Die Kl. hat gegen den Bekl. Anspruch auf Zahlung der bedingungsmäßigen monatlichen Unfallrente gemäß §§ 1 S. 1, 178 Abs. 1 VVG. Entgegen der Auffassung des LG durfte die Klage nicht wegen der fehlenden ärztlichen Feststellung eines Dauerschadens binnen der vereinbarten 15-Monatsfrist (Ziff. 2.1.1.1 AUB 2005) abgewiesen werden. Dem Bekl. ist es gemäß § 242 BGB nach den konkreten Umständen des vorliegenden Falles verwehrt, sich auf den Fristablauf zu berufen.
Nach der Rspr. des BGH kann die Berufung des VR auf den Ablauf der Frist zur ärztlichen Feststellung der Invalidität im Einzelfall rechtsmissbräuchlich sein, etwa dann, wenn ein unveränderlicher Gesundheitsschaden tatsächlich vor Fristablauf in einem ärztlichen Bericht erwähnt worden ist.
Darüber hinaus kann sich die Berufung auf den Fristablauf als rechtsmissbräuchlich darstellen, wenn dem VR bereits bei Fristablauf ein Belehrungsbedarf des VN hinsichtlich der zu wahrenden Frist deutlich wird, er aber gleichwohl eine solche Belehrung unterlässt. Davon kann auszugehen sein, wenn der Versicherte Invaliditätsansprüche rechtzeitig geltend macht, seine Angaben oder die von ihm vorgelegten ärztlichen Atteste den Eintritt eines Dauerschadens nahelegen, die erforderliche ärztliche Feststellung der Invalidität aber noch fehlt. Gleiches kommt in Betracht, wenn der VR nach der Geltendmachung von Invalidität von sich aus noch innerhalb der Frist zur ärztlichen Feststellung ein ärztliches Gutachten einholt, ohne den VN darauf hinzuweisen, dass er unbeschadet dessen selbst für eine fristgerechte ärztliche Feststellung der Invalidität zu sorgen hat (vgl. BGH, VersR 2005, 639). Eine entsprechende Wertung gebietet ein Verhalten des VR, das den Eindruck vermittelt, der VN müsse nun aufgrund eines eigenen Tätigwerdens des VR nichts Weiteres mehr veranlassen (vgl. Kloth, Private Unfallversicherung, 2. Aufl. 2014, Kapitel G, Rn 107).

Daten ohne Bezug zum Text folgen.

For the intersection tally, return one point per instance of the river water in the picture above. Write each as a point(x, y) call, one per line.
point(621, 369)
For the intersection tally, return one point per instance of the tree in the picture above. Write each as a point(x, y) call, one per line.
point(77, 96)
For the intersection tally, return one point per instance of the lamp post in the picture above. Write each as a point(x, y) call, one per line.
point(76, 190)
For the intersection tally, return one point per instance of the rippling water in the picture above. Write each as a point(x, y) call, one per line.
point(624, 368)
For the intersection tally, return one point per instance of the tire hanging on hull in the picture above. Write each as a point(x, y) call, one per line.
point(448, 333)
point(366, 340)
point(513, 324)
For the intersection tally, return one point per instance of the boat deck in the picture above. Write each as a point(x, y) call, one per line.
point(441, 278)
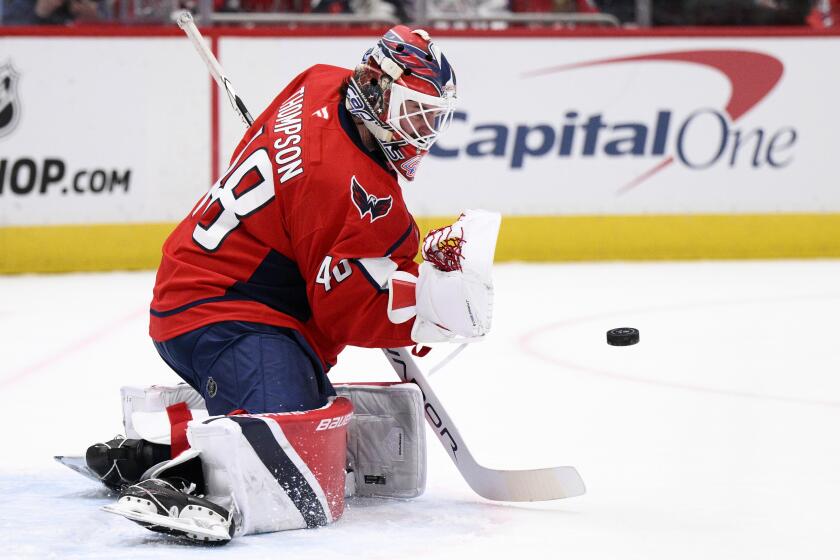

So liegt es hier. Die formularmäßigen Ausfüllhinweise des Bekl. in dem am 24./25.3.2014 ausgefüllten Vordruck ließen für die Kl. bzw. den mit der Abgabe der Feststellungserklärung beauftragten Arzt den Schluss zu, keine in jeder Hinsicht bestimmte und definitive ärztliche Stellungnahme abgeben zu müssen, da der Bekl. eine genauere Klärung durch Einholung eines Gutachtens selbst herbeiführen und sich deshalb nicht auf den Fristablauf berufen werde.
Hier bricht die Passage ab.